Cannes’dan evvelce Altın Palmiye ile ayrılan Quentin Tarantino, Ken Loach, Jane Campion, Lars Von Trier gibi ustalar bu yıl da ödül için yarışacaklar. Festival, görkemli yarışma filmleri ve yan etkinlikleriyle, Cannes’ı bir sinema şölenine dönüştürmeye çalışacak. İçlerinde Nuri Bilge Ceylan’ın da bulunduğu jüri karar vermede oldukça zorlanacak. Festival tarihinde ilk kez bir animasyon filmi Açılış Galası’nda gösterilecek
62. Uluslararası Cannes Film Festivali bu akşam, üç boyutlu bir Pixar animasyonu olan “UP” filmiyle start alacak.
“Şalom”un kurucusu rahmetli Avram Leyon’un imzaladığı bir akreditasyon talebi ile, 1966 yılından itibaren izleme olanağı bulduğum Cannes Film Festivalleri bana tadına doyulmaz sinema şölenleri yaşattı.
62. Festivali izlemek için geldiğim Cannes’a vardığımda şu duyguları yaşadım. Hani insanın, uzun zaman gözden kaybettiği bir gençlik aşkıyla tekrar karşılaştığında hangi duyguları yaşıyorsa, ben de aynı şeyleri hissettim.
62. yaşını kutlamaya hazırlanan Cannes’da fırtınadan önceki sesizliğin hakim olduğuna tanık oldum. Cannes, film endüstrisinin, 7. sanatın önüne geçtiği muazzam bir sinema fuarı. Yarışmaya katılmak için dünyanın dört bir yanından gelen iki bine yakın film başvurusu arasından seçilen 21 film, ödül listesine girebilmek için kıyasıya bir mücadeleye girecek.
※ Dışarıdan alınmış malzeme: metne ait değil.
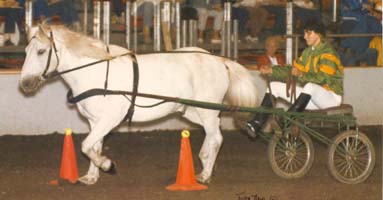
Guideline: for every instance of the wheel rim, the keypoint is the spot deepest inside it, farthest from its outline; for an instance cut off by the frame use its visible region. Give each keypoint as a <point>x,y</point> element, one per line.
<point>291,154</point>
<point>352,158</point>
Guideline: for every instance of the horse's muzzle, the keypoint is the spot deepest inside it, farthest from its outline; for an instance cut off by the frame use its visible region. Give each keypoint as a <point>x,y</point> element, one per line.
<point>31,84</point>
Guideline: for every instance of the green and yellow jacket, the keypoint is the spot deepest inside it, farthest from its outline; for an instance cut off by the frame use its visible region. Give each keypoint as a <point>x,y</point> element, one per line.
<point>320,65</point>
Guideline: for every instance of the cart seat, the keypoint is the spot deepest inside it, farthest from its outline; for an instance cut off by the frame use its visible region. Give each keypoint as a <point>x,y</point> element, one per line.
<point>343,109</point>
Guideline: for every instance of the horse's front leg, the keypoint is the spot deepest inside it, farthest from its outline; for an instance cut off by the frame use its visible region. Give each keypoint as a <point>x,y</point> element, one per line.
<point>92,147</point>
<point>93,173</point>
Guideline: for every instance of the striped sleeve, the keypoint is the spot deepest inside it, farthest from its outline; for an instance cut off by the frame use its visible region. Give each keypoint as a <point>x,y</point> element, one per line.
<point>329,63</point>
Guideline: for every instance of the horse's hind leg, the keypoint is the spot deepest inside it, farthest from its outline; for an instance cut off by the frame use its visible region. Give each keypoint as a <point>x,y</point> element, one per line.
<point>93,172</point>
<point>210,121</point>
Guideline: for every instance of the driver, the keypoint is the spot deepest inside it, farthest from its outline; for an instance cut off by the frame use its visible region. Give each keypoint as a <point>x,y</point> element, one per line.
<point>318,71</point>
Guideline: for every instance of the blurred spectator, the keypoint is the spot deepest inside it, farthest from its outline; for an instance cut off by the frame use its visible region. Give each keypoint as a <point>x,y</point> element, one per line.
<point>205,9</point>
<point>241,14</point>
<point>145,8</point>
<point>187,10</point>
<point>12,12</point>
<point>118,14</point>
<point>65,9</point>
<point>376,42</point>
<point>257,18</point>
<point>355,50</point>
<point>271,57</point>
<point>304,10</point>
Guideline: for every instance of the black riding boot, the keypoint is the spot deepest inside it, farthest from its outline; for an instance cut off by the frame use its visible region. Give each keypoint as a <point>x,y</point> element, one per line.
<point>258,120</point>
<point>301,103</point>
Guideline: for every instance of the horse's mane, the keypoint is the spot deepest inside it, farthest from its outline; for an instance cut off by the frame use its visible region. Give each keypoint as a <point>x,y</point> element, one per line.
<point>80,45</point>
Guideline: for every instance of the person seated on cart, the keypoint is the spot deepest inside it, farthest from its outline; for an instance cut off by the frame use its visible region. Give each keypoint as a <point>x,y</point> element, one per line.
<point>319,73</point>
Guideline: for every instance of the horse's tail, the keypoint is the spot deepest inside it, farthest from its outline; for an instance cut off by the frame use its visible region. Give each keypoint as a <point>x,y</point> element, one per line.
<point>242,90</point>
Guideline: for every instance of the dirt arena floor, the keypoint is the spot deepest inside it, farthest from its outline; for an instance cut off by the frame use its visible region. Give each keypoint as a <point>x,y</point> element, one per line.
<point>147,163</point>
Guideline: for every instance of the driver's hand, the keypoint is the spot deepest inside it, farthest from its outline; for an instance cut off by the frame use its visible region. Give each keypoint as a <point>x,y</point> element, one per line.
<point>266,70</point>
<point>296,72</point>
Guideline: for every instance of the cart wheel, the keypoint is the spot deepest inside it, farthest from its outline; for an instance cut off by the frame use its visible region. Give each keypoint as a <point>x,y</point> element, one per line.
<point>351,157</point>
<point>291,157</point>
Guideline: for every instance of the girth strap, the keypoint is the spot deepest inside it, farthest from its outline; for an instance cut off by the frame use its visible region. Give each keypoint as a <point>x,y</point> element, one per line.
<point>130,113</point>
<point>105,91</point>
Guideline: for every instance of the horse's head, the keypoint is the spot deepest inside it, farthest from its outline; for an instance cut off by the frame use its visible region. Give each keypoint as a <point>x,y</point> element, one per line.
<point>41,58</point>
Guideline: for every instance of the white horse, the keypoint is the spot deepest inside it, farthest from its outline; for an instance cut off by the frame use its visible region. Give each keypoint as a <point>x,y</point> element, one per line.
<point>195,75</point>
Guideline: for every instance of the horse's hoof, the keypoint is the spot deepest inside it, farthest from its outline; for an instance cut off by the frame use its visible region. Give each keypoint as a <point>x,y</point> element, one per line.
<point>86,180</point>
<point>201,179</point>
<point>112,169</point>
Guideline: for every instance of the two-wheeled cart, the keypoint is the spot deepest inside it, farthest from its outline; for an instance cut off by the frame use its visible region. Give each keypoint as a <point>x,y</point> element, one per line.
<point>351,155</point>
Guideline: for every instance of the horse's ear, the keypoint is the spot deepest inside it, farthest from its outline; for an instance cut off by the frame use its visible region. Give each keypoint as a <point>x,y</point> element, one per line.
<point>42,30</point>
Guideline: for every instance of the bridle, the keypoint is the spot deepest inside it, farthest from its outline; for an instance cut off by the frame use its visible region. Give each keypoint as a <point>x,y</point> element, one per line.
<point>45,74</point>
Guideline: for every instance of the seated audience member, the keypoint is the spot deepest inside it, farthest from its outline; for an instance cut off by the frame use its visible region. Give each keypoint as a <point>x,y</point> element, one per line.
<point>12,13</point>
<point>303,10</point>
<point>118,7</point>
<point>271,57</point>
<point>187,10</point>
<point>65,9</point>
<point>145,8</point>
<point>241,14</point>
<point>376,42</point>
<point>257,18</point>
<point>355,50</point>
<point>205,9</point>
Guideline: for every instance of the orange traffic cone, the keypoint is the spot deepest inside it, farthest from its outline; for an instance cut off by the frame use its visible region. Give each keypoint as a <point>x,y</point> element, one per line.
<point>68,169</point>
<point>185,176</point>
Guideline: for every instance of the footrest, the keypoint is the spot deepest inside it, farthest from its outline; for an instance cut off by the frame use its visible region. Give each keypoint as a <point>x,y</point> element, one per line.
<point>337,110</point>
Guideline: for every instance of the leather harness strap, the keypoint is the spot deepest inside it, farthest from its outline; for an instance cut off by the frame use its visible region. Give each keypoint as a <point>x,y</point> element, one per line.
<point>130,113</point>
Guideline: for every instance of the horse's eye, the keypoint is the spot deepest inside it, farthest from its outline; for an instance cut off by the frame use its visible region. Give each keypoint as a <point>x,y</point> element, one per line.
<point>41,51</point>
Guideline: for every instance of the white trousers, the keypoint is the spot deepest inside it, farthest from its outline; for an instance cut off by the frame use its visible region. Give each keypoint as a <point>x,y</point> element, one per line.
<point>320,97</point>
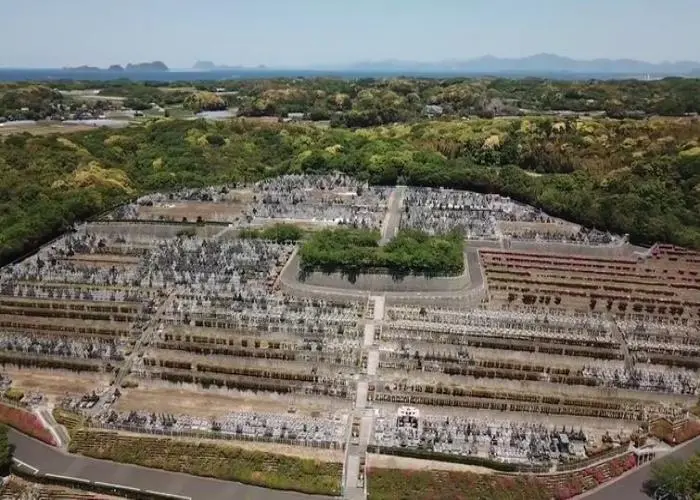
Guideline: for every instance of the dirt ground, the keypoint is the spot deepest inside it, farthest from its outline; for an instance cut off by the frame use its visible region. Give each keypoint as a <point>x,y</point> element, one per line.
<point>54,384</point>
<point>211,404</point>
<point>293,451</point>
<point>392,462</point>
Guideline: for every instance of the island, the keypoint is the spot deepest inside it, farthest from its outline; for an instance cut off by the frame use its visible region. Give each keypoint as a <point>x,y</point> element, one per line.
<point>147,66</point>
<point>81,68</point>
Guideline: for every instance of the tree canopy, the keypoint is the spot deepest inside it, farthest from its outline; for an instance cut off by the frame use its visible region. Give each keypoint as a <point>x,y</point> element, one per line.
<point>625,176</point>
<point>5,451</point>
<point>353,251</point>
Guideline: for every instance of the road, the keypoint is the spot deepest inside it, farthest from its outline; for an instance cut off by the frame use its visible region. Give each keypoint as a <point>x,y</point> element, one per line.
<point>629,487</point>
<point>50,460</point>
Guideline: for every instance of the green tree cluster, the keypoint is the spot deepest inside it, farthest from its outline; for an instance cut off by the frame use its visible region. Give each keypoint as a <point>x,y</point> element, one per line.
<point>353,251</point>
<point>636,177</point>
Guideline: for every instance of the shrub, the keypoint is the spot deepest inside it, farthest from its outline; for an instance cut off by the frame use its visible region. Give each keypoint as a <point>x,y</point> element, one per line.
<point>221,461</point>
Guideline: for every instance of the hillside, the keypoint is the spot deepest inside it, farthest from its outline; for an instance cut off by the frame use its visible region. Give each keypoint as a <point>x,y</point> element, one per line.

Isabelle Huppert’in başkanlık edeceği, içlerinde Nuri Bilge Ceylan’ın da dahil olduğu 8 kişilik jüri karar vermede oldukça zorlanacak.
AÇILIŞ GALASI
62. Festival açılışı bir animasyon filmi yaparak Cannes tarihinde bir ilke imza atacak. Daha önceleri Cannes’da içlerinde (yılın sinema olaylarına damgasını vuran) “Beşir’le Vals” gibi, “Kung-Fu-Panda”, “Shrek 1 ve 2”, “Les Bicyclettes de Belville” gibi prestijli animasyon filmleri gösterilmişti.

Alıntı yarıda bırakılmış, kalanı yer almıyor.